Japan still runs on exports, but now government spending is an essential prop for the economy. Twenty years of fiscal stimulus have done little more than stave off even more serious economic contraction, while government debt has grown to nearly 200 percent of GDP.[3]
Fast forward to China, 2011. Like Japan, China subsists largely on exports while investing heavily in infrastructure, paying for the latter with private savings that come from tamping down consumption. Beijing adopted the Japanese growth model in the 1990s, when its deregulation and opening up of the country’s economy was widely praised. While these policies created tens of millions of jobs, as well as thousands of new roads and millions of new buildings, they have also generated imbalances reminiscent of Japan in the 1980s—except that in many ways China has gone even further out on a limb.
Devine recites the startling numbers:
“China is far more dependent on exports and investment than Japan ever was, and the numbers are still moving in the wrong direction. Investment accounts for half of China’s economy while consumption is only 36 percent of GDP—the lowest in the world, drastically lower than even other emerging economies such as India and Brazil. But as the Japan example illustrates, low consumption leads to high savings, and China’s thrifty citizens, coupled with booming net exports, have bestowed upon the country the world’s largest current account surplus, triple that of Japan’s in 1985.”[4]


China’s legendary trade surpluses cause problems for its trading partners while stoking price inflation at home. And inflation, the usual result of an undervalued currency, is dangerous in a country where hundreds of millions of people still have trouble affording basic essentials.
To outsiders, China has looked like a shining example of what growth can accomplish, yet it has achieved its success by strangling personal consumption (which was the engine of growth in the U.S. and Europe) and sidelining small-scale entrepreneurs in favor of state-owned businesses and selected multinational corporations. Only a small percentage of its population has shared in the bounty.
China’s leaders are aware of the pitfalls of pursuing the Japanese development model, and have issued a comprehensive slate of reforms to foster consumption and curb excessive capital investment. But these efforts will only work if the U.S. and the rest of the world return to a path of growing consumption. If not, China’s choices may be limited. An export-driven economy can only succeed if others can afford to import.
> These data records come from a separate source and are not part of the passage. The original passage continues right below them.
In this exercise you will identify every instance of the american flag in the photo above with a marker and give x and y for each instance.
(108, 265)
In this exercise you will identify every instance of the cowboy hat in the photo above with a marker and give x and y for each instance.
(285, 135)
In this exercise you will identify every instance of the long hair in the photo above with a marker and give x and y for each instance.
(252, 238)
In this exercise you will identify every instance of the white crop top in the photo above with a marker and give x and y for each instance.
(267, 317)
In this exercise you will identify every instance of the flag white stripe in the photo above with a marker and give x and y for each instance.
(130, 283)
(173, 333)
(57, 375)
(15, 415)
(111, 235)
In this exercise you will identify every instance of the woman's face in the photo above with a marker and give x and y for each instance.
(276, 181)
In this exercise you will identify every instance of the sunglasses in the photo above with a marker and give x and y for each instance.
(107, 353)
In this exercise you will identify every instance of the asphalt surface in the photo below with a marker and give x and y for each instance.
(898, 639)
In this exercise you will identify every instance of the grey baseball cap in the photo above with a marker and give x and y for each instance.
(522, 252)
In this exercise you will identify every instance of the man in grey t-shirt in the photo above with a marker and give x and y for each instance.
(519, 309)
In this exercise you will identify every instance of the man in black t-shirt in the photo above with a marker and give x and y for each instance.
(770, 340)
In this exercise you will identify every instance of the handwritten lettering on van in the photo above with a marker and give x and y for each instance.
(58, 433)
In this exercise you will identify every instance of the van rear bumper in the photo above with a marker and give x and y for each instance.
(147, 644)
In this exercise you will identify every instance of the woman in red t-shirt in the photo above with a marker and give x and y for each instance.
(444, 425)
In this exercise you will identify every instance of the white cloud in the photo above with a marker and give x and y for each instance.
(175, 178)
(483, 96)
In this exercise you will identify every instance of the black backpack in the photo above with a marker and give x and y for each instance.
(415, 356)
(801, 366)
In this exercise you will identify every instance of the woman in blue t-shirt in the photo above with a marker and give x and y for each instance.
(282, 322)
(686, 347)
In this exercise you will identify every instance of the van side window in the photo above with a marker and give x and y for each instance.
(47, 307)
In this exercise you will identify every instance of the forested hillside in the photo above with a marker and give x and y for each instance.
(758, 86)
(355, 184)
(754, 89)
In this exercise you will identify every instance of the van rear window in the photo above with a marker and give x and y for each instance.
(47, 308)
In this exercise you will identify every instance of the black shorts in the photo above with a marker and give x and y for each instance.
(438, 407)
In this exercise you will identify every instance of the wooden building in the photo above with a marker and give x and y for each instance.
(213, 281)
1. This section draws heavily on the article “The Japan Syndrome” by Ethan Devine. However, see also the work of Chalmers Johnson on “the developmental state.” Ethan Devine, “The Japan Syndrome,” Foreign Policy, September 30, 2010; Chalmers Johnson, MITI and the Japanese Miracle: The Growth of Industrial Policy, 1925-1975 (Stanford, CA: Stanford University Press, 1982).
2. Devine, “The Japan Syndrome,” Foreign Policy.
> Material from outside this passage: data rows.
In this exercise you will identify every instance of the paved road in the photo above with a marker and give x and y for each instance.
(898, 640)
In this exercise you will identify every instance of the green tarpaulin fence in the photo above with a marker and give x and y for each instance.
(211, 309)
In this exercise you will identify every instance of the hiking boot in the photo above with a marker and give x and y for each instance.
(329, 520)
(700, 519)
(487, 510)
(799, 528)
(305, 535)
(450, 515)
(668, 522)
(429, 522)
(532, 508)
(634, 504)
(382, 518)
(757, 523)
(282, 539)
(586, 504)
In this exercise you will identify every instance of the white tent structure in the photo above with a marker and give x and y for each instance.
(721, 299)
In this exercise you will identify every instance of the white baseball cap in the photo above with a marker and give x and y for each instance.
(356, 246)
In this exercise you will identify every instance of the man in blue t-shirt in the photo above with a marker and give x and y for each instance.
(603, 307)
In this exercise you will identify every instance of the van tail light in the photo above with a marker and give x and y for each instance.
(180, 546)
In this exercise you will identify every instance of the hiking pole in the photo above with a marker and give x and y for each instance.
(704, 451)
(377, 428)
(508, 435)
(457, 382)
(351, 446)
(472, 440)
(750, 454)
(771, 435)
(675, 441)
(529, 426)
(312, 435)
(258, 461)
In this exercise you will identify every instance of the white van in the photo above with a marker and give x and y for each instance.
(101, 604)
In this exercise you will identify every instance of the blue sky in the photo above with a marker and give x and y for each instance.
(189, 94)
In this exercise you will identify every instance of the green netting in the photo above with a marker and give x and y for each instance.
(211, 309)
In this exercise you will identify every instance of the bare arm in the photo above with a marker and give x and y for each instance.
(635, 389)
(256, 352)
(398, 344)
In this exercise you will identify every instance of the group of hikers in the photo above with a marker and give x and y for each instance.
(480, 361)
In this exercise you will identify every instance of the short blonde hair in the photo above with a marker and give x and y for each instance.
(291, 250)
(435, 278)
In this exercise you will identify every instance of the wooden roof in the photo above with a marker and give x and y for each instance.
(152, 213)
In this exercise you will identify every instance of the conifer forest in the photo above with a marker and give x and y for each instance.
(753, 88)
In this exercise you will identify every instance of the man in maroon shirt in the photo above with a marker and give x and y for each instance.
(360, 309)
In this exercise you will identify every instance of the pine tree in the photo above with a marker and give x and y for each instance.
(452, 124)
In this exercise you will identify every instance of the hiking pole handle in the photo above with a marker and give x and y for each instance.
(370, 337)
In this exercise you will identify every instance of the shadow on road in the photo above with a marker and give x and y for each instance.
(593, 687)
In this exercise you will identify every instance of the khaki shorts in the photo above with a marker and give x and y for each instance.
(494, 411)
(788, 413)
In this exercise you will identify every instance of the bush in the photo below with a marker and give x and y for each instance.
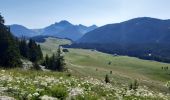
(107, 80)
(134, 85)
(59, 92)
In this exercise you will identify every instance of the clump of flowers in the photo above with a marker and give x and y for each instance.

3. From a social standpoint, Japan handled its economic transition away from high growth rates well: throughout the 1990s, the Japanese unemployment rate was about three percent, only half the U.S. rate at the time. The Japanese also maintained universal health care, and had low wealth inequality, low rates of infant mortality, crime and incarceration, as well as the highest life expectancy. Steven Hill, “Reconsidering Japan and Reconsidering Paul Krugman,”, posted December 12, 2010.
4. Devine, “The Japan Syndrome,” Foreign Policy.